Growing up, my mom made us heart-shaped cream scones almost every year for Valentine’s Day. More like a sweet, American-style biscuit, she topped them with strawberry preserves and whipped cream. As the years went on, and she started working with a British woman transplanted to Nebraska, she introduced clotted cream in place of the whipped topping. This was also the way our hostesses served us tea and scones when I was in England a decade ago.
My friends, if you’ve never tried clotted cream, you must. I’m not sure this is a scientifically accurate description, but it’s basically a cross between butter and whipped cream. And it’s heaven. Finding clotted cream in the stores can be a little tricky, but I picked up the Devonshire Cream for this dish at World Market.

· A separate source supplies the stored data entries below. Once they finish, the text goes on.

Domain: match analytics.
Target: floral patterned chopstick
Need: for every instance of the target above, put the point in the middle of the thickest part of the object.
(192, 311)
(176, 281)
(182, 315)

I also rocked our family’s tradition and opted for a red raspberry preserve instead of strawberry. I’m sure the Bennets, and maybe even Darcy himself, would approve of using either.
For my version of these scones, I used a sifter and pastry cutter. You can skip the sifting step if you like (I appreciate the way it lightens up the dough) and use a fork and knife in lieu of the pastry cutter.
2 cups all-purpose flour (plus extra for
4 teaspoons baking powder
1/2 teaspoon salt
1/4 cup granulated sugar
2/3 cup milk
Clotted cream and preserves to top
Pre-heat the oven to 425 degrees and line a baking pan with parchment paper or non-stick spray.
Sift two cups of all-purpose flour into a mixing bowl. Add 4 teaspoons of baking powder, 1/2 teaspoon of salt, and 1/4 cup granulated sugar. Cut in 6 tablespoons of room temperature butter using a pastry cutter or fork and knife until though dough is crumbly. Stir in 2/3 cup of milk without over-mixing.
Sprinkle flour over a flat surface and roll dough until it is about 1/2 an inch thick. Using a 2-1/2 inch biscuit cutter, form 12 scones and place on the pan. Make an egg wash by combining 1 egg with 2 tablespoons of water. Brush wash over the tops of the scones. This will give them a gold color while baking.
Place the pan in the oven and bake for 13-15 minutes. Allow to cool for about 15 minutes, and then slice and top with clotted cream and preserves. Serve warm or cooled.